Cette note fait donc office d’exception ce jour.
Métropolitain parisien, ligne 5, mercredi 18 juin 2014
Dans la journée, j’arrive station Place d’Italie pour correspondance. J’entends retentir l’annonce de fermeture des portes de la rame en instance de départ devant moi. Les portes se ferment, sauf en queue, où j’aperçois un garçon d’une dizaine d’années, se tenant debout dans l’axe des portes, semblant empêcher leur fermeture. Je profite de cet instant trouble pour tenter d’ouvrir une porte en amont, me permettant effectivement d’accéder au train. Le garçon se dirige par l’extérieur jusqu’au conducteur, avec qui il échange en gesticulant. Il finit par remonter. Alors que la rame démarre, j’aperçois le garçon s’avancer jusqu’à grosso modo mon niveau, à seulement quelques mètres devant moi. Je bascule dans mes pensées et mon regard se déporte quand je sens soudainement gesticuler, j’entends taper quelque chose : des gens réagissent en se levant, s’adressant au gamin avant de changer de place. Je me lève moi-même sans vraiment comprendre ce qui se trame, mais prêt à soutenir les usagers face à ce petit énergumène m’éveillant désormais quelques soupçons. Je crois finalement comprendre qu’il cherche son téléphone portable ! Je suis donc ses déplacements et observe ses réactions avec attention. Au départ d’une station suivante, il bloque à nouveau une porte. Un monsieur intervient en se levant pour tenter de lui faire un peu la morale. Le garçon, qui ne manque pas d’air, lui répond avec une certaine agressivité et le provoque. J’assiste, perplexe, sourire un peu crispé, à la scène, en ne perdant pas des yeux cet impertinent personnage haut comme trois pommes.
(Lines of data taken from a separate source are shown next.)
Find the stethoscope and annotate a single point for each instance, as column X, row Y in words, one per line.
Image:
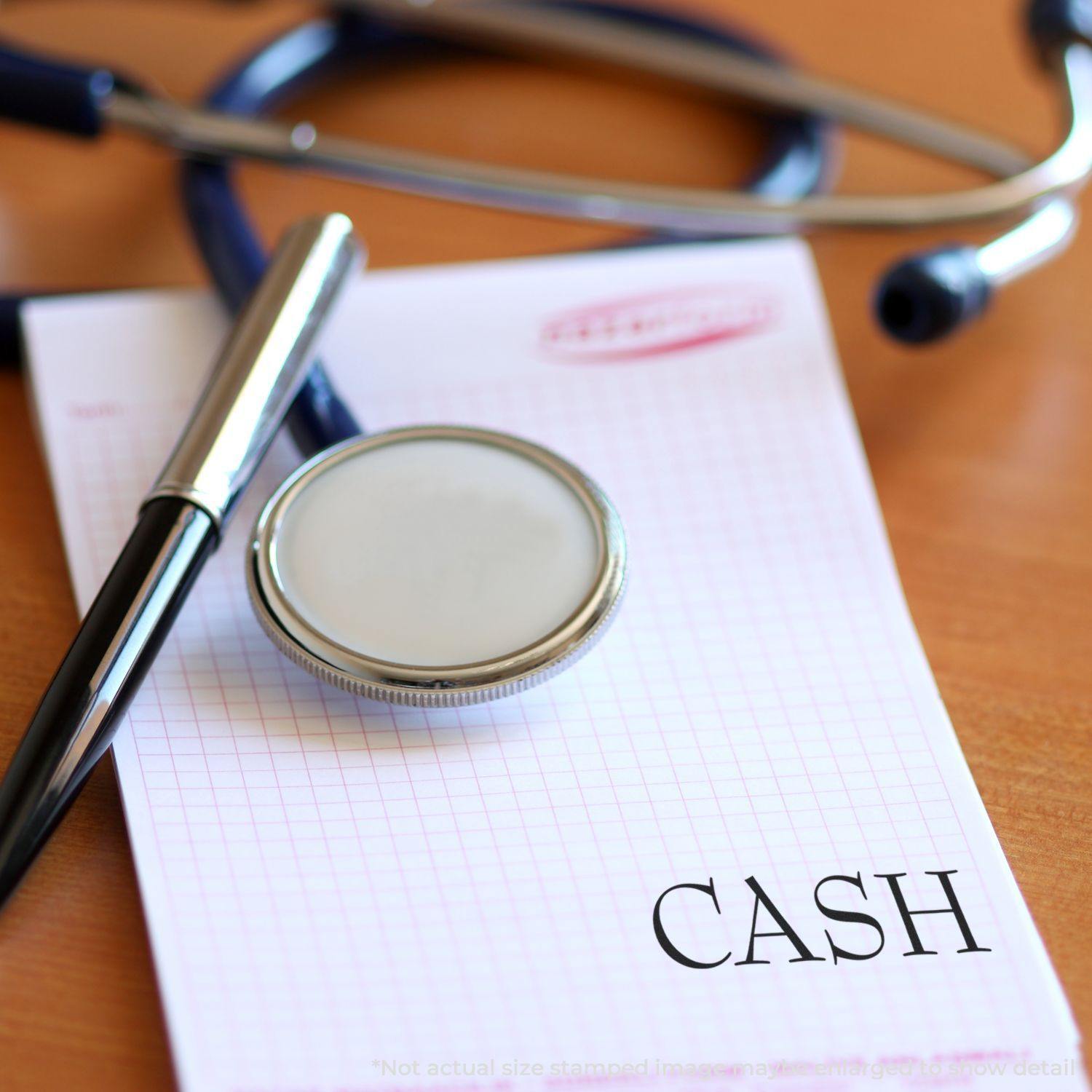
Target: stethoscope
column 517, row 515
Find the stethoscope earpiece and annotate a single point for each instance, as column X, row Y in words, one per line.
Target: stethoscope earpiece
column 930, row 295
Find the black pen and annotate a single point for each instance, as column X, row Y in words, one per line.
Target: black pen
column 179, row 526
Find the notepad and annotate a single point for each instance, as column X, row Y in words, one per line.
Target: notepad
column 678, row 864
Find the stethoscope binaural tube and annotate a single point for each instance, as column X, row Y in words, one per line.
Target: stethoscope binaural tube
column 794, row 164
column 919, row 299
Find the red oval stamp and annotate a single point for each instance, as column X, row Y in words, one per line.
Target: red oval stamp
column 636, row 328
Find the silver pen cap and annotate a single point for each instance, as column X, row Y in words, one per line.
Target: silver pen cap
column 260, row 368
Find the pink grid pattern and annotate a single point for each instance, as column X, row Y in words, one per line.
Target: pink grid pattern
column 331, row 882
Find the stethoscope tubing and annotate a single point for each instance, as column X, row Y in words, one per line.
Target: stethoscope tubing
column 921, row 298
column 795, row 159
column 1021, row 185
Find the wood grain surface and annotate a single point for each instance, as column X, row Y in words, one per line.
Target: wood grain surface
column 982, row 449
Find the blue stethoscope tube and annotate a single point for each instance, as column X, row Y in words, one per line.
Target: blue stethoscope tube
column 919, row 299
column 794, row 164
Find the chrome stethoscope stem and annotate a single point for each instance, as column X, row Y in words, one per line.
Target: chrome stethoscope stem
column 207, row 133
column 1041, row 191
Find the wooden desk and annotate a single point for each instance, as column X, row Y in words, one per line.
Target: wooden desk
column 982, row 450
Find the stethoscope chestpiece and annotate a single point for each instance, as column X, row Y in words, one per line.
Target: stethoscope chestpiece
column 436, row 566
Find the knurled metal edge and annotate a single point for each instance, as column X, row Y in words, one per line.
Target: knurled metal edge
column 408, row 695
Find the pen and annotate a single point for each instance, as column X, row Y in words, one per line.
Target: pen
column 179, row 526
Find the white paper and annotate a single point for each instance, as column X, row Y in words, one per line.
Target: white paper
column 344, row 895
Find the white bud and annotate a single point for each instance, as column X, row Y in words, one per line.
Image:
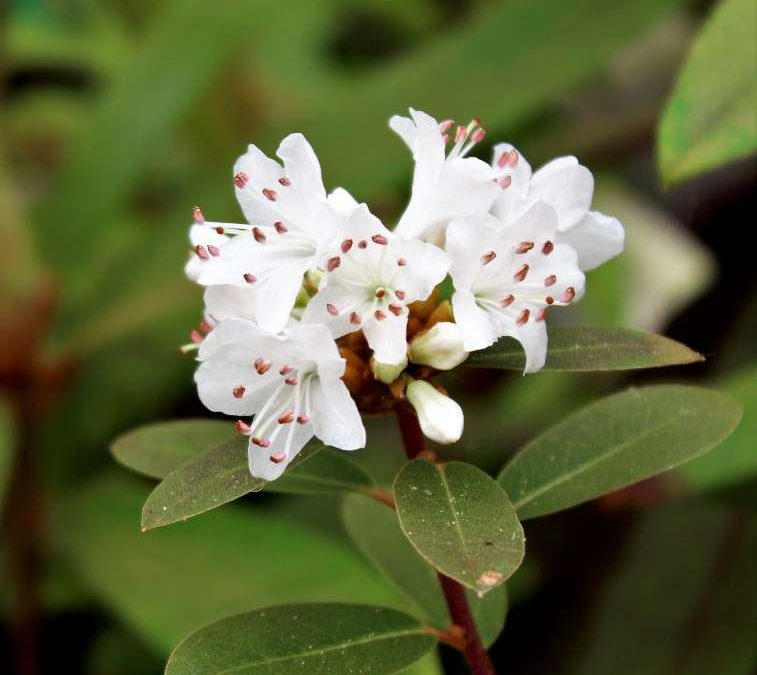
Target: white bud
column 441, row 419
column 387, row 372
column 441, row 347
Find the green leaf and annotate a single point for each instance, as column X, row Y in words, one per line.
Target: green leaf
column 735, row 460
column 158, row 449
column 460, row 521
column 710, row 118
column 683, row 599
column 614, row 442
column 175, row 579
column 376, row 531
column 208, row 481
column 306, row 638
column 583, row 348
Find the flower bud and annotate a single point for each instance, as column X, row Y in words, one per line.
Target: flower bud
column 387, row 372
column 440, row 347
column 441, row 419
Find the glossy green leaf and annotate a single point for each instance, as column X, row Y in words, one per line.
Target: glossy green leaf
column 682, row 599
column 158, row 449
column 614, row 442
column 166, row 583
column 460, row 521
column 710, row 118
column 375, row 529
column 735, row 460
column 208, row 481
column 304, row 638
column 586, row 348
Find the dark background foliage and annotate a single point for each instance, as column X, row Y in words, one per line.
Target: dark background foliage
column 117, row 117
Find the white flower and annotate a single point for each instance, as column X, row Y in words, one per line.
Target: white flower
column 370, row 283
column 506, row 276
column 290, row 382
column 567, row 186
column 445, row 185
column 292, row 224
column 441, row 419
column 441, row 347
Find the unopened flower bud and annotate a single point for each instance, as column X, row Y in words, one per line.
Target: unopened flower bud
column 440, row 347
column 387, row 372
column 441, row 419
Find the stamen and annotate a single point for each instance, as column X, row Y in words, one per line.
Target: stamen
column 488, row 257
column 287, row 417
column 521, row 273
column 524, row 247
column 333, row 263
column 569, row 295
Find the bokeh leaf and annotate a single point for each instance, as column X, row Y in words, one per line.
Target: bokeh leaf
column 376, row 531
column 304, row 638
column 735, row 460
column 460, row 521
column 710, row 118
column 684, row 590
column 614, row 442
column 156, row 450
column 586, row 348
column 168, row 582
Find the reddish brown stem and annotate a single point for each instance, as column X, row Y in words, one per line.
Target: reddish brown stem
column 457, row 602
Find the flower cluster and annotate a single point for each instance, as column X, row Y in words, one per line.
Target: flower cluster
column 314, row 310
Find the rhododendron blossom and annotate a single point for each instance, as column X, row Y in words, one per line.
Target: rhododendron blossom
column 315, row 311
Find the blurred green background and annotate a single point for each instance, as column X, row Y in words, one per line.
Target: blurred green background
column 117, row 116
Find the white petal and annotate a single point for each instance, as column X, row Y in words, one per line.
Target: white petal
column 567, row 186
column 301, row 165
column 387, row 337
column 336, row 419
column 225, row 302
column 477, row 328
column 513, row 199
column 596, row 239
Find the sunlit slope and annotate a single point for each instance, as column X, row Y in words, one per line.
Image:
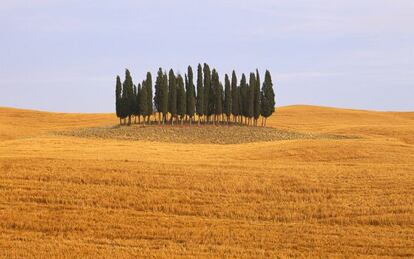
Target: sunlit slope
column 18, row 123
column 396, row 125
column 63, row 196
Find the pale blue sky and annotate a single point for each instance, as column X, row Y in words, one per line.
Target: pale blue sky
column 64, row 55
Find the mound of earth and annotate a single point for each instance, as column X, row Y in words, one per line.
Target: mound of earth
column 206, row 134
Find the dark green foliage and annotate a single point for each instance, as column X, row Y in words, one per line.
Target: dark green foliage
column 128, row 96
column 148, row 82
column 243, row 96
column 190, row 90
column 214, row 86
column 136, row 101
column 177, row 95
column 118, row 97
column 256, row 100
column 158, row 91
column 227, row 96
column 164, row 96
column 234, row 95
column 143, row 100
column 250, row 103
column 268, row 96
column 181, row 97
column 218, row 107
column 200, row 92
column 207, row 89
column 172, row 90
Je descendrai un peu plus loin sur la ligne, où je croiserai deux agents RATP allant manifestement à la rencontre du gamin. Quelques mètres plus loin, en remontant les escaliers, escaliers dépendant toujours du métro, j’assisterai à l’allumage d’un gros joint par une demoiselle assise là, sans-gêne. Un agent RATP viendra lui demander d’arrêter de fumer. Elle, allure désinvolte, ton légèrement agressif, lui demandera, faussement surprise, si l’on peut sortir d’ici ! Comme une sorte de continuité logique dans ma journée, je sentirai encore par la suite quelques tensions, ici et là, provenant notamment d’individus en partie perdus. Paris…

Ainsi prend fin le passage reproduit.